A blade flashed toward her throat —
Calder's knife caught the attacker first, a quick brutal throw that buried the blade to the hilt in the man's eye socket.
They cleared the valley inside fifteen bloody minutes.
The snow turned black with churned-up blood and piss and torn banners.
No survivors.
No quarter.
Calder yanked his knife free from the dead scout's face, wiping it clean in the snow.
He found Saelen leaning against a shattered tree trunk, breathing hard, pale and shaking.
"You can't fight like this again," Calder said.
Saelen bared her teeth in something not quite a grin, not quite a snarl.
"Then I'll die the next time. Better standing than rotting."
Calder nodded.
Nothing else to say.
Varrick watched it all from a safe distance, arms crossed, axe hanging loose in his fist.
Not helping.
Not stepping in.
Waiting.
Waiting for the moment Calder stumbled.
Waiting for the moment the Stonewolf cracked open wide enough to bury a blade inside.
As they looted the bodies, Calder caught Varrick muttering again — low, coaxing words to the more ragged fighters.
He spoke of easier paths.
Of better leadership.
Of a way out of the cold and blood.
He hadn't made a move yet.
But the foundation was crumbling.
Soon.
They made camp on higher ground that night, a cluster of broken stones that once might have been a shrine.
No gods lived here anymore.
Only crows.
Only the endless whimper of the dying wind.

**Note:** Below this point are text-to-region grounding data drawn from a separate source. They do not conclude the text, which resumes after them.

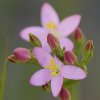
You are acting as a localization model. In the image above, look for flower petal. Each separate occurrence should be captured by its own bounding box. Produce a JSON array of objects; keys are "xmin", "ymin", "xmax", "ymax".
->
[
  {"xmin": 20, "ymin": 26, "xmax": 51, "ymax": 52},
  {"xmin": 61, "ymin": 65, "xmax": 86, "ymax": 80},
  {"xmin": 30, "ymin": 69, "xmax": 51, "ymax": 86},
  {"xmin": 51, "ymin": 75, "xmax": 63, "ymax": 97},
  {"xmin": 57, "ymin": 15, "xmax": 81, "ymax": 37},
  {"xmin": 54, "ymin": 56, "xmax": 64, "ymax": 67},
  {"xmin": 41, "ymin": 3, "xmax": 59, "ymax": 28},
  {"xmin": 59, "ymin": 37, "xmax": 74, "ymax": 51},
  {"xmin": 20, "ymin": 26, "xmax": 47, "ymax": 41},
  {"xmin": 33, "ymin": 47, "xmax": 52, "ymax": 68}
]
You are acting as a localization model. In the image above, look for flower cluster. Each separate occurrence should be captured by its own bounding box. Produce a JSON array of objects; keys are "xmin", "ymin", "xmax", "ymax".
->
[{"xmin": 8, "ymin": 3, "xmax": 94, "ymax": 100}]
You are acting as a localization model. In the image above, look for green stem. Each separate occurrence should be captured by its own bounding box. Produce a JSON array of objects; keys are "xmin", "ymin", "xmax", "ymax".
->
[
  {"xmin": 0, "ymin": 60, "xmax": 7, "ymax": 100},
  {"xmin": 68, "ymin": 84, "xmax": 79, "ymax": 100},
  {"xmin": 0, "ymin": 39, "xmax": 9, "ymax": 100},
  {"xmin": 64, "ymin": 80, "xmax": 80, "ymax": 100}
]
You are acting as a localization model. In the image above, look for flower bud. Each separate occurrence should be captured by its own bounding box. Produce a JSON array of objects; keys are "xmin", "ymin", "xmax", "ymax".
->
[
  {"xmin": 7, "ymin": 55, "xmax": 16, "ymax": 63},
  {"xmin": 84, "ymin": 40, "xmax": 93, "ymax": 52},
  {"xmin": 59, "ymin": 88, "xmax": 71, "ymax": 100},
  {"xmin": 73, "ymin": 28, "xmax": 83, "ymax": 41},
  {"xmin": 82, "ymin": 40, "xmax": 94, "ymax": 65},
  {"xmin": 29, "ymin": 33, "xmax": 41, "ymax": 47},
  {"xmin": 47, "ymin": 33, "xmax": 58, "ymax": 48},
  {"xmin": 72, "ymin": 28, "xmax": 85, "ymax": 56},
  {"xmin": 14, "ymin": 47, "xmax": 31, "ymax": 62},
  {"xmin": 47, "ymin": 33, "xmax": 64, "ymax": 58},
  {"xmin": 64, "ymin": 51, "xmax": 77, "ymax": 65}
]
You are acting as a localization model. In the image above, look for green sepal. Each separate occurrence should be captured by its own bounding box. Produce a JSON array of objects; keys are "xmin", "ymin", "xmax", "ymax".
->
[
  {"xmin": 29, "ymin": 33, "xmax": 42, "ymax": 47},
  {"xmin": 72, "ymin": 30, "xmax": 86, "ymax": 56},
  {"xmin": 51, "ymin": 44, "xmax": 64, "ymax": 60},
  {"xmin": 82, "ymin": 49, "xmax": 94, "ymax": 65}
]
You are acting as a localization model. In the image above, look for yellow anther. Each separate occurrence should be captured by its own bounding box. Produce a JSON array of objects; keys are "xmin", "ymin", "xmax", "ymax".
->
[
  {"xmin": 46, "ymin": 57, "xmax": 60, "ymax": 77},
  {"xmin": 51, "ymin": 71, "xmax": 57, "ymax": 77},
  {"xmin": 46, "ymin": 21, "xmax": 57, "ymax": 30}
]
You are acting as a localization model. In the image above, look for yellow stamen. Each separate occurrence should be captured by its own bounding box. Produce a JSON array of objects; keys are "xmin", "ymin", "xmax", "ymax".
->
[
  {"xmin": 46, "ymin": 21, "xmax": 57, "ymax": 30},
  {"xmin": 51, "ymin": 72, "xmax": 57, "ymax": 77},
  {"xmin": 46, "ymin": 57, "xmax": 60, "ymax": 77}
]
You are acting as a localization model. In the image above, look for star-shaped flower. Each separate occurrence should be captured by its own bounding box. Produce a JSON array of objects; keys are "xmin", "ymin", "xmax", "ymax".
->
[
  {"xmin": 30, "ymin": 47, "xmax": 86, "ymax": 97},
  {"xmin": 20, "ymin": 3, "xmax": 81, "ymax": 52}
]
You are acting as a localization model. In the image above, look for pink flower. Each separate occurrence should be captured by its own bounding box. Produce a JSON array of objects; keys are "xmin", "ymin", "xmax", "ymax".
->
[
  {"xmin": 20, "ymin": 3, "xmax": 81, "ymax": 52},
  {"xmin": 30, "ymin": 47, "xmax": 86, "ymax": 97}
]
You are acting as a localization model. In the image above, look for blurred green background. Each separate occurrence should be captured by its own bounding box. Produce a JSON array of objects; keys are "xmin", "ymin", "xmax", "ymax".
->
[{"xmin": 0, "ymin": 0, "xmax": 99, "ymax": 100}]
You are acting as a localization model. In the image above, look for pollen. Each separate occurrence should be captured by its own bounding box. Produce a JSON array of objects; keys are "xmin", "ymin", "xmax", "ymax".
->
[
  {"xmin": 46, "ymin": 21, "xmax": 57, "ymax": 30},
  {"xmin": 46, "ymin": 57, "xmax": 60, "ymax": 77}
]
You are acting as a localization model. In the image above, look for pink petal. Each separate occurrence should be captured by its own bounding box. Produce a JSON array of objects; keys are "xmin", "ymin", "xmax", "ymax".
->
[
  {"xmin": 54, "ymin": 56, "xmax": 64, "ymax": 67},
  {"xmin": 42, "ymin": 43, "xmax": 51, "ymax": 53},
  {"xmin": 20, "ymin": 26, "xmax": 51, "ymax": 52},
  {"xmin": 33, "ymin": 47, "xmax": 52, "ymax": 68},
  {"xmin": 59, "ymin": 37, "xmax": 74, "ymax": 51},
  {"xmin": 61, "ymin": 65, "xmax": 86, "ymax": 80},
  {"xmin": 57, "ymin": 15, "xmax": 81, "ymax": 37},
  {"xmin": 41, "ymin": 3, "xmax": 59, "ymax": 28},
  {"xmin": 20, "ymin": 26, "xmax": 47, "ymax": 41},
  {"xmin": 30, "ymin": 69, "xmax": 51, "ymax": 86},
  {"xmin": 51, "ymin": 75, "xmax": 63, "ymax": 97}
]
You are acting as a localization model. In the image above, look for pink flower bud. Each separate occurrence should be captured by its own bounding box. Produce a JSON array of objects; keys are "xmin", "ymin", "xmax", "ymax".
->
[
  {"xmin": 59, "ymin": 88, "xmax": 71, "ymax": 100},
  {"xmin": 14, "ymin": 47, "xmax": 31, "ymax": 62},
  {"xmin": 84, "ymin": 40, "xmax": 93, "ymax": 51},
  {"xmin": 47, "ymin": 33, "xmax": 58, "ymax": 48},
  {"xmin": 64, "ymin": 51, "xmax": 77, "ymax": 65},
  {"xmin": 73, "ymin": 28, "xmax": 83, "ymax": 41}
]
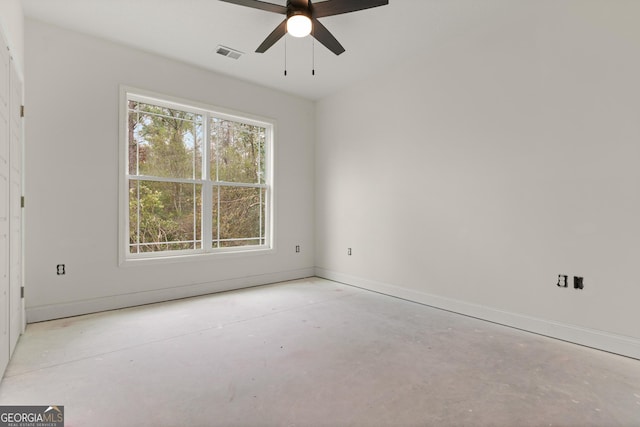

The warband huddled close, every man and woman hunched like beaten dogs, their eyes darting from Calder to Varrick and back again.
Torn loyalties.
Fractured hope.
The crows circled overhead.
Growing restless.
Growing bold.
Waiting for the feast to begin.
Calder sat apart, sharpening Dog's Hunger slowly, methodically.
The blade reflected no firelight.
Only the cold, dead gleam of a man who understood:
Tomorrow, he might have to start killing his own just to finish the march.
And when that moment came, he would not hesitate.
Not because he was cruel.
Not because he enjoyed it.
Because survival wasn't an act of faith.
It was a butcher's ledger.
A tally paid in blood.
The Marches demanded it.
The gods — if they were still watching — demanded it.
And Calder Vane — the last wolf — would pay whatever price survival asked.
Even if it meant carving down every last soul who still called him a leader.